One of the things I loved most about attending Quaker churches--including ones that had pastors--was that plenty of space was made for anyone to speak.  The hope was that those who spoke had done some personal due diligence of discernment so that they weren't just expressing their own thoughts but were relaying something they had received from Spirit.  Things didn't always work out that way, but there was plenty of grace and patience extended.

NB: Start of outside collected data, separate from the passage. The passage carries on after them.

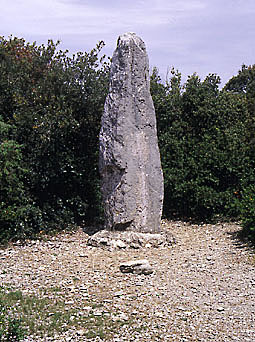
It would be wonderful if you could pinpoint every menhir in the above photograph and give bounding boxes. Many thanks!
[99,32,164,233]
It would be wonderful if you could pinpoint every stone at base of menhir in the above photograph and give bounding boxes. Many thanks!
[86,229,175,250]
[120,259,154,275]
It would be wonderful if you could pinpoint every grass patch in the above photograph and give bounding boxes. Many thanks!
[0,288,27,341]
[0,286,133,340]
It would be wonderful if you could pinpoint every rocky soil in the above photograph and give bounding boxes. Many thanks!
[0,220,254,341]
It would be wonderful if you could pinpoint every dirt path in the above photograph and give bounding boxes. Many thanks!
[0,221,254,341]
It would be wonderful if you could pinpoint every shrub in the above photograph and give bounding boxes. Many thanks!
[151,69,253,221]
[238,185,255,243]
[0,118,43,243]
[0,36,109,242]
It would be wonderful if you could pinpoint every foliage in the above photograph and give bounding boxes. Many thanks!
[0,117,43,243]
[224,64,255,115]
[238,185,255,242]
[0,35,254,243]
[224,65,255,240]
[151,68,254,221]
[0,36,109,243]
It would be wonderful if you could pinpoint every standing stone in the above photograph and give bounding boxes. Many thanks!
[99,32,164,233]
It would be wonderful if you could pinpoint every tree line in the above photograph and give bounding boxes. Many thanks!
[0,36,254,244]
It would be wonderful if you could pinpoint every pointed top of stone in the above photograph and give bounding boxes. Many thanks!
[117,32,146,52]
[119,32,137,40]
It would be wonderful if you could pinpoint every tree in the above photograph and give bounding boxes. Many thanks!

I recall one Sunday morning when a dear woman from a Charismatic Christian background stood in the midst of a Quaker meeting and began excited recounting a story about a miracle: a person who's amputated arm grew back, while up on stage at a Pentecostal revival meeting in Africa.  The woman at our meeting recounted the story with great passion, almost as if she had been there and seen it herself.  But she hadn't been there and didn't see it.  The story came to her from a well-known evangelist who's local revival meeting she had recently attended.  The evangelist had likely heard the story from someone else, who likely heard it from someone else.  The tale was likely embellished along the way.  Who knows what actually, originally occurred (or even if there was an original, actual occurrance).  But our dear Friend was excitedly telling us the tale, as if she had seen it herself.

This is an example of what has been labeled as "Anecdotal Christianity."  Anecdotes are passed around and accepted with little scrutiny.  To question, to critique, to ask for proof or compelling evidence is looked upon as having a lack of faith.

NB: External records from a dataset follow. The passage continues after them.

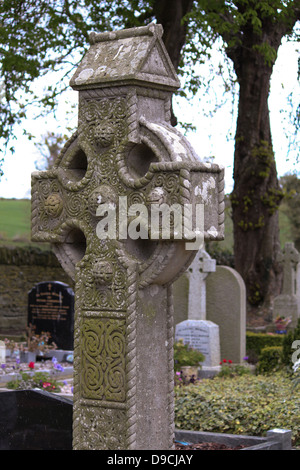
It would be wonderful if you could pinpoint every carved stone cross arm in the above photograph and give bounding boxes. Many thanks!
[31,23,224,450]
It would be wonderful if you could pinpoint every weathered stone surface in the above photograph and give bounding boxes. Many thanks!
[31,24,224,450]
[206,266,246,364]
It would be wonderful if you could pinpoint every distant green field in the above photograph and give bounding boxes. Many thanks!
[0,198,31,244]
[0,197,294,250]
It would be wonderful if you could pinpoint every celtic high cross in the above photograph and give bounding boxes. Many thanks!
[31,24,224,450]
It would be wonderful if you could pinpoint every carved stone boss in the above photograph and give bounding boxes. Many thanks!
[31,24,224,450]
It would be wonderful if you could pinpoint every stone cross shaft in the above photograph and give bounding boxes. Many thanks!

This anecdotalism is particularly prevalent in the Charismatic and Pentecostal sectors of Christianity.  As a result, wild claims are made and then swallowed whole and then later regurgitated and spread around.  Skilled tellers of tall tales (aka bullshit artists) can draw crowds and build ministries for themselves.  Doubters tend to keep their doubts to themselves, not wanting to suffer ostracization for having "little faith."

These anecdotes aren't just tales of amazing, physics-defying miracles (always occurring somewhere far off where cell phone videos aren't yet available).  They also often spill over into urban legends, political rumors and conspiracy theories.

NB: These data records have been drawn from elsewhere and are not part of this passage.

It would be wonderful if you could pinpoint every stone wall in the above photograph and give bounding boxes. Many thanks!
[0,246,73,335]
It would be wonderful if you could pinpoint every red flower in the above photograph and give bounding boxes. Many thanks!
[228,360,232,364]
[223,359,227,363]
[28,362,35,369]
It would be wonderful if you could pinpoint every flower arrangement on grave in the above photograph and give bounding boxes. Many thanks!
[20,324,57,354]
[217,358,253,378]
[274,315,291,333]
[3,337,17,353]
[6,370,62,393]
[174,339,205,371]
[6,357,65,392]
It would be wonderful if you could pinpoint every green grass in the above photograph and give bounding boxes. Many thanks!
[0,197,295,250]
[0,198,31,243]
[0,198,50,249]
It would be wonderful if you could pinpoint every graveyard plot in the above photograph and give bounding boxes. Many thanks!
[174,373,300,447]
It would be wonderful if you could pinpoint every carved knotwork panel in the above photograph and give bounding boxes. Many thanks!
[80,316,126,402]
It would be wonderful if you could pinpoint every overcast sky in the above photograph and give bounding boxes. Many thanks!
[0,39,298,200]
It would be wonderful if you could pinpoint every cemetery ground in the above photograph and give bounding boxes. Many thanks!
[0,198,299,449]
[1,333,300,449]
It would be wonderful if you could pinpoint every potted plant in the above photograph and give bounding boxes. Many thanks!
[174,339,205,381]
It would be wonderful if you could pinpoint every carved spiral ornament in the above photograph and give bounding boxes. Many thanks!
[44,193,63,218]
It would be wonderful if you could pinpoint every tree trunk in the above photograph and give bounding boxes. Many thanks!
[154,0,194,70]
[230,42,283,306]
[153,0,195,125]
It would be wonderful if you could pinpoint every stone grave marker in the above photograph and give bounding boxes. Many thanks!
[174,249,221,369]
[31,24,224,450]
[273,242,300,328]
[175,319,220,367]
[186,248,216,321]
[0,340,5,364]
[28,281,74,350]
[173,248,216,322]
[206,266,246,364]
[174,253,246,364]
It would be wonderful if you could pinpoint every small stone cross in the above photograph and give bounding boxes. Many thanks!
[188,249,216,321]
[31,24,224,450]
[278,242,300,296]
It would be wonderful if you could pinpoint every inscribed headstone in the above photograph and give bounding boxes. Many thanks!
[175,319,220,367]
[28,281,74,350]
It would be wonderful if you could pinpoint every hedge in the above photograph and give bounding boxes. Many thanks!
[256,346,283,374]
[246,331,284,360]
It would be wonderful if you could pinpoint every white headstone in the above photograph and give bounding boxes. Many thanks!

I've often wondered why (based on my experience of 25+ years in that subculture) Charismatic/Pentecostal Christians seem to be so prone to imbibing and repeating tall tales and outlandish conspiracy theories.  Did these folks become Charismatic/Pentecostal because of their susceptibility to uncritically believe anecdotes?  Or did their tendency to uncritically believe anecdotes develop as a result of being in a Charismatic/Pentecostal form of Christianity?  Or is the correlation merely a product of my own perception?  I don't know, but please don't ostracize me for asking.